Mirza Ali Ekber Sabir çocuk yaşlarda şiire ilgi duyar. Seyit Azim Şirvani’nin açtığı özle okula gider ve gene onun teşviki ile şiir üstünde çalışır. Gençliğinde Aşkabat,
Buhara, Horasan, Merv, Nişabur, Sebzevarl Sebzivar, Semerkant, gibi zamanın dünyaca ünlü birçok kültür ve medeniyet merkezini gezer.  Bu gezilerde gördükleri, onun gönül sızılarının ve siyasi konulu şiirlerin ana yurdu olur. 1905 yılına kadar gazel, kaside, mersiye tarzında şiirler yazar. Şairin basında çıkan ilk şiiri 1903 yılında “Şarki Rus” gazetesinde yayımlansa da, 1905 yılında “Hayat” gazetesinde yayımlanan “Beynelmilel” şiiriyle okuyucu kitlesinin dikkatini çeker.
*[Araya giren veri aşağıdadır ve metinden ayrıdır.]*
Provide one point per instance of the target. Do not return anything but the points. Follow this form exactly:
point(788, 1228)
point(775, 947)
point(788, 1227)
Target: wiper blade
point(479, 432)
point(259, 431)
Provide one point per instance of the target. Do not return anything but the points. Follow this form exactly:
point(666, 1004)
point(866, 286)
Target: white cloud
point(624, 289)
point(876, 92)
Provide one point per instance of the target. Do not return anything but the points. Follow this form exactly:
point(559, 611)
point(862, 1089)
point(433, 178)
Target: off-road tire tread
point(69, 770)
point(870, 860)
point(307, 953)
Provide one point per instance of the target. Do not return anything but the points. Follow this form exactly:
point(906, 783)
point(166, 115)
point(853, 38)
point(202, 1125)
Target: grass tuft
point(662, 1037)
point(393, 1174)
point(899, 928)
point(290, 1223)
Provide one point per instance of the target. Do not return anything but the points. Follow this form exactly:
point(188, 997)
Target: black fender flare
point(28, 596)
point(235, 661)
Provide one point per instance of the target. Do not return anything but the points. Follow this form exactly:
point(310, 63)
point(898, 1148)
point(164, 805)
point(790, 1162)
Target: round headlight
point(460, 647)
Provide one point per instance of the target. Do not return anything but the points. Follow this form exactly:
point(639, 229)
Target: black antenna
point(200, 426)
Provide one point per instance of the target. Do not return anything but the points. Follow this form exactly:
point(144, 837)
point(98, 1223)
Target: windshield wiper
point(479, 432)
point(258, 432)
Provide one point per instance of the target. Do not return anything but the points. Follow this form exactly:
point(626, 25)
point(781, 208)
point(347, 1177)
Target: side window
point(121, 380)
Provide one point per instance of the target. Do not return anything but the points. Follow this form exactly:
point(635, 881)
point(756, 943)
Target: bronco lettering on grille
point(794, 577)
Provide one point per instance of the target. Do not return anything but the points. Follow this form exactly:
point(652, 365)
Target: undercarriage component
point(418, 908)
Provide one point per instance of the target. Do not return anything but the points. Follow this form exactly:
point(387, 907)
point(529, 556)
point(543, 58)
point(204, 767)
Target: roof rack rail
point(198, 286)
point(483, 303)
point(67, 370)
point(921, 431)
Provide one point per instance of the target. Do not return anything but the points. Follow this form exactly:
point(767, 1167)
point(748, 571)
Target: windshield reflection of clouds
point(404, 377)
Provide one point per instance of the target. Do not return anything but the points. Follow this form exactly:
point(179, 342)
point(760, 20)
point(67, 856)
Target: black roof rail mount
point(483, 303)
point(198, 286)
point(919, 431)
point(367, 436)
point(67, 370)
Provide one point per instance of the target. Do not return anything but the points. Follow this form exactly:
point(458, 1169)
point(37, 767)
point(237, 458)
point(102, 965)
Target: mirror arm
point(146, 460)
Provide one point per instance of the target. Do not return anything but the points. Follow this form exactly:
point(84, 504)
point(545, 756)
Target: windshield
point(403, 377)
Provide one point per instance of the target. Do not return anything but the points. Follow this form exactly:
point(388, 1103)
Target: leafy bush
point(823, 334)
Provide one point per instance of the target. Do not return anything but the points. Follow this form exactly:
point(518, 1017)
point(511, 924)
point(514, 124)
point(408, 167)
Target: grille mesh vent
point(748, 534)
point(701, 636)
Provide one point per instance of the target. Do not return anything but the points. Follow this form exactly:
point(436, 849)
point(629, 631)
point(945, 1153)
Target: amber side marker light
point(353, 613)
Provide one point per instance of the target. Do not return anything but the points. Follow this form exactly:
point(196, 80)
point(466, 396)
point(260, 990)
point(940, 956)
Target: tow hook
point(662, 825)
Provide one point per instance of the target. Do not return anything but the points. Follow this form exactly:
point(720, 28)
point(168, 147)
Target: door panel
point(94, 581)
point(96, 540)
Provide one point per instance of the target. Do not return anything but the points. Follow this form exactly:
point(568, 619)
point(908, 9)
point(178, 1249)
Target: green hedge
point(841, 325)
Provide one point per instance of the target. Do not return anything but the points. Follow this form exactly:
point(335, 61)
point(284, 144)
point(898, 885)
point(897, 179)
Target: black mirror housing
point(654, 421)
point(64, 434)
Sabir’in yergi şiirleri, sadece Azerbaycan’da değil, Türkiye’de, İran’da ve bütün Orta Asya’da yankı uyandırmıştır. Yergileri kitaplaşmadan “Molla Nesreddin” dergisinde yayınlanmıştır. Şairin ilk kitabı ölümünden sonra “Hophopnâme“ adı altında yayımlanmıştır.“Hophop” Sabir’in yaşarken kullandığı takma addır.

“Gorhuram” şiiri Türkçe Azerbaycan şivesiyle yazılmış, zamanımıza göre sade, konuşma havası içinde bir şiir… Bu şiir üzerinde beni düşündüren büyük faktör şairin öngörüsüdür. Duyarlık bakımından dinsel bağnazlığa yapılan bir taşlamadır. Şiirin ömrü, bir asrı geçkin olmasına rağmen tam da bugün için yazılmış gibi…
“payi piyade (yürüyerek) düşürem çöllere/ harimüğilan (dev dikenler)görürem gorhmuram (korkmuyorum)”dizesiyle başlayan bu şiirin bütününe bakıldığında; şair çölde, denizde, dağda kısacası doğada var olan her türlü beladan korku duymadığı belirtiyor. Çünkü bunlar somut ve doğaları belli, nasıl davranacağını da… Duygu yoluyla gördükleri, hisettikleri, dokundukları deneyim algısıyla; korkunun yok olmasını sağlıyor.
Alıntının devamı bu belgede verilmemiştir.